Zahlungsverkehr im Wandel: Raiffeisen Steiermark setzt auf digitale Sicherheitsnetze

Vst. Dir. Ariane Pfleger im Gespräch mit einer Frau

Graz, 10. Oktober 2025 – Bankkund:innen in Europa erleben mit der Instant-Payment-Verordnung eine Erneuerung. Bekanntlich sind seit 9. Oktober SEPA-Echtzeitüberweisungen in der EU verpflichtend.
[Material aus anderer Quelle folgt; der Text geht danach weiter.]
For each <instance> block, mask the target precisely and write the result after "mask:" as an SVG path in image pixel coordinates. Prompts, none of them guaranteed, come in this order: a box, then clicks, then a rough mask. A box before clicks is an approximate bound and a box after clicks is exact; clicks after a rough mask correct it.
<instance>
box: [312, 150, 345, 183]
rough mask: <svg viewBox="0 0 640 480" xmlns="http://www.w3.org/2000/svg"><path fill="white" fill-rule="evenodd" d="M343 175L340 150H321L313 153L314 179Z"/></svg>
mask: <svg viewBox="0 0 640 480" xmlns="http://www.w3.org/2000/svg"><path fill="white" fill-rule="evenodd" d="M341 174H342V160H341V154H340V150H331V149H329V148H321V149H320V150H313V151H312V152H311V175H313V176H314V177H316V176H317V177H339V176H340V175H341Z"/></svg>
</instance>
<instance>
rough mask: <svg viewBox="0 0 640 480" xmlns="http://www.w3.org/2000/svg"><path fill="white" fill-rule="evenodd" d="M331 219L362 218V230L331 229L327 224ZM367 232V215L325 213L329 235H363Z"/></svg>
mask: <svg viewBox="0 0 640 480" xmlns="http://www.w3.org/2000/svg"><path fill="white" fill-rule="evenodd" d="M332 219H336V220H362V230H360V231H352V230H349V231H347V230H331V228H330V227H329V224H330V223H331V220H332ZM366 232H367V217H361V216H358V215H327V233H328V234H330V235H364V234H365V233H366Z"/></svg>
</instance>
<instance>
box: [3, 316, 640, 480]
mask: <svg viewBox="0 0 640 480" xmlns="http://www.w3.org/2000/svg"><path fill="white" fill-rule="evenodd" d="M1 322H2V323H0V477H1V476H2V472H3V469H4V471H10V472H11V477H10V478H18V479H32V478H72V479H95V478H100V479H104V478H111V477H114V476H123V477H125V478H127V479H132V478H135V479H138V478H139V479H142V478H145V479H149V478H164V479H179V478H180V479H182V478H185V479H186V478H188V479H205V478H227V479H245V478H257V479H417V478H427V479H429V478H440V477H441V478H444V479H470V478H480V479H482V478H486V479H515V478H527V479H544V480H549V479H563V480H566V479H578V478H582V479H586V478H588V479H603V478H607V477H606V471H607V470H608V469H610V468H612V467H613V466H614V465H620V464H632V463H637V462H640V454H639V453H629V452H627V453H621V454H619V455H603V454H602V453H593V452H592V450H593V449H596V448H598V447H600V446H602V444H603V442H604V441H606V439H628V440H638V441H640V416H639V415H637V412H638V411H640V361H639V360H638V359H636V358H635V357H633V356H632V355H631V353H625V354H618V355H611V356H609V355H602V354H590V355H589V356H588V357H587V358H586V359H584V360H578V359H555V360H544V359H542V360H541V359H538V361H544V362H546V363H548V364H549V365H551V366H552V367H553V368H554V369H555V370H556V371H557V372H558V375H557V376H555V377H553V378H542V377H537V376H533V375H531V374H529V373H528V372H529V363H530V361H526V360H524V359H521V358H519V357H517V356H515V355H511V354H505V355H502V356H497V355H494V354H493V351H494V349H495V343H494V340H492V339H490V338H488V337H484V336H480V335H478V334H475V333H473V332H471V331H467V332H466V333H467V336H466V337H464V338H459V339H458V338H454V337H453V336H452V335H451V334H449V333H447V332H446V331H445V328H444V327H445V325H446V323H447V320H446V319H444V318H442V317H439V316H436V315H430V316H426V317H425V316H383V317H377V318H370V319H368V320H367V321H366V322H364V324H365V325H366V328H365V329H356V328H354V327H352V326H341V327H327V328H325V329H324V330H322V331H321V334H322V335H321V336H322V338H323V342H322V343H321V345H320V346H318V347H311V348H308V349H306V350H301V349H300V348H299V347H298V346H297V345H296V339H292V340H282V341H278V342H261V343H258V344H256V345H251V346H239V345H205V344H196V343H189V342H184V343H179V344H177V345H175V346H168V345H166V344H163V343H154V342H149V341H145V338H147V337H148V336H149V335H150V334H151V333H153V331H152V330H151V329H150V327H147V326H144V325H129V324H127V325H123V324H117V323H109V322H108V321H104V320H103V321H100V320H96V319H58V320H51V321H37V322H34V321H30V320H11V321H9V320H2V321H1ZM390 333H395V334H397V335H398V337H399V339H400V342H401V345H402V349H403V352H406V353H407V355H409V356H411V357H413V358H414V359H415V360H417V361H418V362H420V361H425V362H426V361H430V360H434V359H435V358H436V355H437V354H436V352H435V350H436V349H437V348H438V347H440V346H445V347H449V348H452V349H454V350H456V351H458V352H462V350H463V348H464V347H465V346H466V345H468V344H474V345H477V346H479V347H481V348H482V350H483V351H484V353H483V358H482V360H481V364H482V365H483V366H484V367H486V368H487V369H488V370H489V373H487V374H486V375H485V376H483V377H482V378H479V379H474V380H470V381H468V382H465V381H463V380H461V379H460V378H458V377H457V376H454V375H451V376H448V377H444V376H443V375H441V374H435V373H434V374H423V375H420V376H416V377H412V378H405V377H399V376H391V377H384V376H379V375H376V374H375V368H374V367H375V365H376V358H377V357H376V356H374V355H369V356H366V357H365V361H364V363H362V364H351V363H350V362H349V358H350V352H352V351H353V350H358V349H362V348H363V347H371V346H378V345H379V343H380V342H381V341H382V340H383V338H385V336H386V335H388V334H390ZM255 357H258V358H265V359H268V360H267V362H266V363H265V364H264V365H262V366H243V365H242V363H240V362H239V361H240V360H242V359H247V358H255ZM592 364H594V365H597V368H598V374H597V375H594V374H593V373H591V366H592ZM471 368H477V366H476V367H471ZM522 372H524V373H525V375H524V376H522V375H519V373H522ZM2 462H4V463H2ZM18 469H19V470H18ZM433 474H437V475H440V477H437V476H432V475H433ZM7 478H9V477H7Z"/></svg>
Überweisungen sind rund um die Uhr möglich und dürfen nicht mehr kosten als eine Standard-SEPA-Überweisung. Gleichzeitig wird ein automatischer Abgleich von Empfängernamen und IBAN eingeführt, der Zahler:innen in Echtzeit informiert, ob die Daten übereinstimmen. Damit wird ein zusätzlicher Schutz für Bankkund:innen geschaffen.  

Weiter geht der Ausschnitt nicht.